A few weeks ago, I unexpectedly received an email. Catapulted me into an internal realm where the past lives.
Intimate friends can do that: propel you down your personal rabbit hole of memories. Subsequently, a picture of us arrived. Immediately I thought of Al Jarreau (March 12, 1940 – February 12, 2017). Together, we used to listen to him.
Over the years millions have been enthralled by his singing. Music is the most reliable time machine we humans have. Carries us back to people and places we have experienced, and projects us forward into flavors we have yet to taste.
And then I remembered marveling at Al. It was a festival in Florida, a handful of miles from Zora’s home in Eatonville. Brother Jarreau was the featured performer. A sunny summer day, a couple thousand people. Al was onstage literally kicking and high stepping as he sang using that golden flute that was a combination of his physical attributes and his unbridled imagination. I was so enraptured, I didn’t even feel the deep south, east coast heat beaming down on our assembled throng.

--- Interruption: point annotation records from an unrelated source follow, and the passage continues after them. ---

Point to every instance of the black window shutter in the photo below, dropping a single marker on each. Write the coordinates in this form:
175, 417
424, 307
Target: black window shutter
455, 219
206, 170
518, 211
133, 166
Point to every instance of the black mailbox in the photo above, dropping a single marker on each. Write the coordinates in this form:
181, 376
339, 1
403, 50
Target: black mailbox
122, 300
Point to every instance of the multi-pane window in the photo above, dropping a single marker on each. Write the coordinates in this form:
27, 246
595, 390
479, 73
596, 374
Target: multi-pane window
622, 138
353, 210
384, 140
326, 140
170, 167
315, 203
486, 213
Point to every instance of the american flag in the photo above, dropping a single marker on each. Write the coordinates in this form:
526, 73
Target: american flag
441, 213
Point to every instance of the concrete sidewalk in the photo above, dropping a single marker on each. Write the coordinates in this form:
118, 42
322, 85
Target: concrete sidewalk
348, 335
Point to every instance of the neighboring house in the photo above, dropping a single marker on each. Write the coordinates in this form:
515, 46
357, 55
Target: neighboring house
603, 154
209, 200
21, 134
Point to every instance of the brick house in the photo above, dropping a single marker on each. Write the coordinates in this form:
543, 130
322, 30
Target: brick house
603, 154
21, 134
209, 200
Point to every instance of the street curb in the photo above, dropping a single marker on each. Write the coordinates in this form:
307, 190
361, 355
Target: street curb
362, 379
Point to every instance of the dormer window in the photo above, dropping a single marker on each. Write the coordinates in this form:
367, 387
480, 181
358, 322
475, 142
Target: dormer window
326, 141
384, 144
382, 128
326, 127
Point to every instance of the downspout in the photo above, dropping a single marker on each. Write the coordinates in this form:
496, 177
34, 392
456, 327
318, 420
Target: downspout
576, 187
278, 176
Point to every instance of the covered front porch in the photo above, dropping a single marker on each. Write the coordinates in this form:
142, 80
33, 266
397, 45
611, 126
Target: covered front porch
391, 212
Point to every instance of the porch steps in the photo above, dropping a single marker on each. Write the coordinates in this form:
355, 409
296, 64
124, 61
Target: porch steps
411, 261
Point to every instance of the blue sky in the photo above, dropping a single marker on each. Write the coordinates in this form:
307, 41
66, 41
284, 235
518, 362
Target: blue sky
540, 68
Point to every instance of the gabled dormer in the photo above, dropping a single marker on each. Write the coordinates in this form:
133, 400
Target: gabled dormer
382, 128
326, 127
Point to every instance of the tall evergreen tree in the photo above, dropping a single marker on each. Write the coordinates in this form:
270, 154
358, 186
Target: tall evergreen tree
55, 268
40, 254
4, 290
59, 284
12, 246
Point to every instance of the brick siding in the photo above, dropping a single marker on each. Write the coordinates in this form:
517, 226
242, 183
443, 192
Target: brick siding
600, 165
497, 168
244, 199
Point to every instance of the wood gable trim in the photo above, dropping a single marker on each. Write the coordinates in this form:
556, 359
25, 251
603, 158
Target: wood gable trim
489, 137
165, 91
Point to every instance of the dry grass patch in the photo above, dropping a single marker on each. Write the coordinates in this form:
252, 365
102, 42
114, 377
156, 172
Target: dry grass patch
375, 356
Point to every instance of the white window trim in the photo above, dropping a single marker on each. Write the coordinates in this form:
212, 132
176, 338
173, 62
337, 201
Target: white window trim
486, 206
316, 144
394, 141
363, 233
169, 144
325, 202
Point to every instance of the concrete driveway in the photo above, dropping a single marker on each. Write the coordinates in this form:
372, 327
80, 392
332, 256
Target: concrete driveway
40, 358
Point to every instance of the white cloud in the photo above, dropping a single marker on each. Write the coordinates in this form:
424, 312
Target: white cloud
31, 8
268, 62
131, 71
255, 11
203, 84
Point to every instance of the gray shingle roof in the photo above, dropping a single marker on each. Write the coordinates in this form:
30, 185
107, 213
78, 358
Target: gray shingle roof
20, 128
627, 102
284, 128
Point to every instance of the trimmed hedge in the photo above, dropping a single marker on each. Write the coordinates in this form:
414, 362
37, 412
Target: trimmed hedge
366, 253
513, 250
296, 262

Al was from Milwaukee but, on that hot afternoon, he could have worked for NASA. He had the talent to captivate aficionados and to shoot us into inner space with the magic of his musical moments. Ever since I have really loved his unique vocalizations.
There were two Jarreau albums I especially dug: the Grammy-winning Look To The Rainbow (Warner Bros.–1977) and Tenderness (Reprise–1994). The first from early in his career. The second later in his life. Both treasures expertly captured his beautiful feel for improvisation.
A grown-ass man, exuberant, juices flowing, laughing, enjoying himself as much as the audience was reciprocally enjoying him. Mucho years later he somehow re-discovered the spark that lit the torch-light of his talent, which had first burst fully into flame when he was much younger.
You can hear the overflow of joy in the excerpts, especially the rich combination of deep song and deep feeling topped by a wry intelligence and modernist investigations of the nature of our existence (after all, he had a degree in Psychology and a masters in Rehabilitation Counseling; he knew what it meant to be human).
That he chose music as a way to express and share the fruits of his vast understanding of who and what we are, well, perhaps that is the most potent magic of Al Jarreau.
Thank you Al for transporting me, and many, many others, back to younger days.